Montesinos, and hundreds of others, are facing 79 separate indictments in one of the biggest series of corruption trials ever mounted. On this day, Montesnios watches stoically in a brown suede jacket as the presiding judge talks with defense lawyers who are about to question a witness. It's just part of a huge crackdown on corruption.

"We have generals, head of the armed forces, colonels, high level media owners, electoral officials, some businesspeople," says Bowen. "I think you could probably say that these 1400 or 1500 people implicated in the Montesinos network cover the entire gamut of Peruvian society."

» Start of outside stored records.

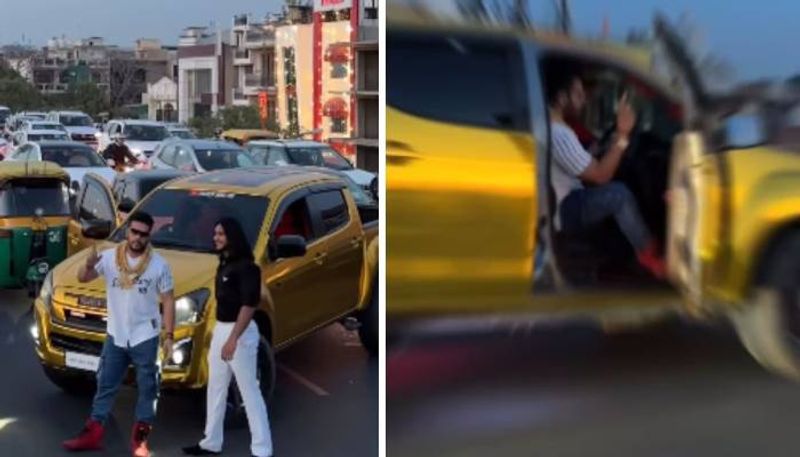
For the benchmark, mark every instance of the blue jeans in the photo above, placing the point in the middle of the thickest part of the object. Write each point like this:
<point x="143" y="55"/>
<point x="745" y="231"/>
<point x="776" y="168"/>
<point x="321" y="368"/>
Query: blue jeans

Montesinos' videos have been invaluable to prosecutors, so it's puzzling why he made such a potentially damaging body of evidence to begin with. Some experts say the videos fed Montesinos' addiction to power and his belief that he would never be caught.

Stanford professor John McMillan says another reason was simple bookkeeping.

"He's got 1600 people at least that he's bribing," says McMillan. "You can't keep this in your head. You need records."

Some of the videos reveal not just Monteinos' deals with Peruvians but his warm relations with the CIA . In one, Montesinos throws a party for the departing CIA station chief. In spite of this relationship, U.S. officials say they were as surprised as anyone by the scale of Montesinos' corruption when the videos came to light. But Peruvian journalist Gustavo Gorriti says the US should have known what Montesinos was up to, in part because reporters were writing about it.

"They decided not to know," says Gorriti, referring to U.S. officials. "Not to look into the matter deeply to try to look the other way and they were very efficient at that. 'Don't ask, don't tell' and they didn't ask but they were told and that's the interesting thing."

Montesinos has been convicted on some, lesser charges but the big trials lie ahead. The mass corruption has left many people deeply suspicious of Peru's new, democratically elected government and the country is again facing turmoil. Still, Peter Eigen of Transparency International sees a silver lining in cases like Montesinos' that garner huge publicity.

"There seems to be the perception now that there's more corruption than before, but I would say society is simply more vigilant," says Eigen. "And therefore there is an attempt to flush out misbehavior in the public sector and in the private sector. People simply do not trust their elites anymore."